Mein Seelenklempner meint, ich sei unzufrieden. Er sagt, es sei nicht gescheit, tagelang am Fenster zu sitzen und, das Kinn auf die Faust gestützt und eine Zigarette nach der anderen rauchend, sich zu fragen, warum man nicht glücklich werden könne. Das bringe nichts, das schade nur. Ich pflichte ihm bei. Aber was heisst tagelang - wochenlang, jahrelang geht das schon so!
Das Problem des Schriftstellers: Er hat eimerweise Zeit, in der er nichts tun muss als auf den Kuss der Muse beziehungsweise irgendeinen mickrigen Einfall zu warten... warten... warten... Andere mögen diesen Umstand Luxus nennen. Tatsächlich aber dreht man Däumchen und durch dabei.
Es kommt vor, dass ich aus Langeweile ein Streichholz anreisse und damit mein Haar in Brand stecke. Dann geh ich vor den Spiegel im Badezimmer und betrachte das Nest von feuerroten Schlangen auf meinem Kopf. Oder ich nehm den Revolver aus der Schublade und drück seine kalte Öffnung an meine Schläfe, stundenlang. Oder ich schnipsle mit der Schere an meinen Pulsadern herum, auch das kommt vor, zuweilen.
Mein Seelenklempner, eigentlich ein kluger Mann, ist überzeugt, die Ohrfeigen seien schuld. Dabei ist Vater seit fünfzehn Jahren tot. Das Ungeklärte, Unverziehene zwischen ihm und mir, von dem mein Seelenklempner so gerne und oft erzählt, liegt längst verscharrt auf dem Friedhof. Aber ich sage es meinem Seelenklempner nicht, dass er Blödsinn redet, obwohl sein Job eigentlich das Zuhören wäre. Stattdessen mache ich es wie immer, wenn ich Leute quasseln höre: Ich schliesse die Augen und sehe Kanarienvögel. Oder ich frage ihn, was ich seiner Meinung nach tun solle.
Dabei kenn ich das Problem doch: Die Zeit ist's, die Zeit, die ich habe. Wenn ein Mann Zeit hat, ohne sie zu brauchen, wird er wahnsinnig. Wenn er wahnsinnig wird, dann wegen Kleinigkeiten. Ich nehm es jedem übel, der mir guten Tag sagt. Ich hasse Ironie. Eines Tages werd ich anfangen zu schreien und nicht mehr aufhören können damit. Man wird mich dann ins Irrenhaus stecken, kein guter Gedanke zwar, aber ebenso wenig ein schlechter, für mich wird sich nichts ändern, so oder so. Bleibe ein Schriftsteller, der nicht viel los hat, dafür aber Zeit, gähnend viel.

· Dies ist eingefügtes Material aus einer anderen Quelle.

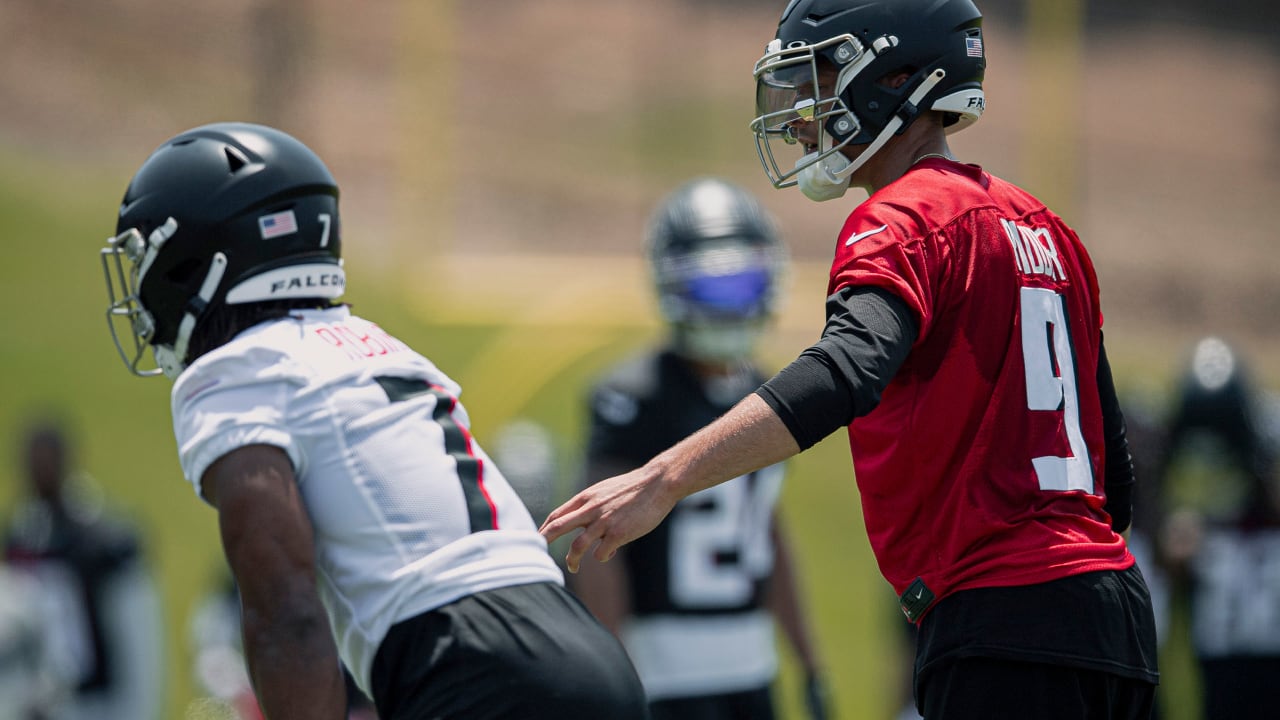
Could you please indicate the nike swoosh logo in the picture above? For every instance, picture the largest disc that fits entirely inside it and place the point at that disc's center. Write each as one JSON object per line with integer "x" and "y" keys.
{"x": 862, "y": 235}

Das Bedeutungslose macht Sinn, sag ich immer, und nichts ausserdem. Andernfalls brächte ich als Schriftsteller keinen Satz zustande. Ich schreibe übrigens immer über mich - worüber sonst?
Ausserdem bin ich ein ordentlicher Mensch. Jeden Abend leg ich mir auf dem Stuhl meine Kleidung für den nächsten Tag parat: Hemd, Hose, Jacke, Unterwäsche und Krawatte. Ich rechne fest damit, am nächsten Morgen wieder aufzuwachen. Dementsprechend gewissenhaft bereite ich mich auf die Fortsetzung vor.
Nicht heute. Stattdessen hab ich den Revolver poliert und die Trommel, in der drei Patronen waren, auf sechs aufgefüllt. Keine halben Sachen. Ich sag mir, ich kratz sowieso ab. Vorstellen kann ich's mir freilich nicht, wie ich als Skelett metertief unter der Erde vermodere und zu Staub zerfalle. Aber für den Ernstfall hab ich als Schriftsteller ja vorgesorgt: Hab Zeit gesammelt und beiseite gelegt, bin auf alle Fälle bereit für alle Ewigkeit.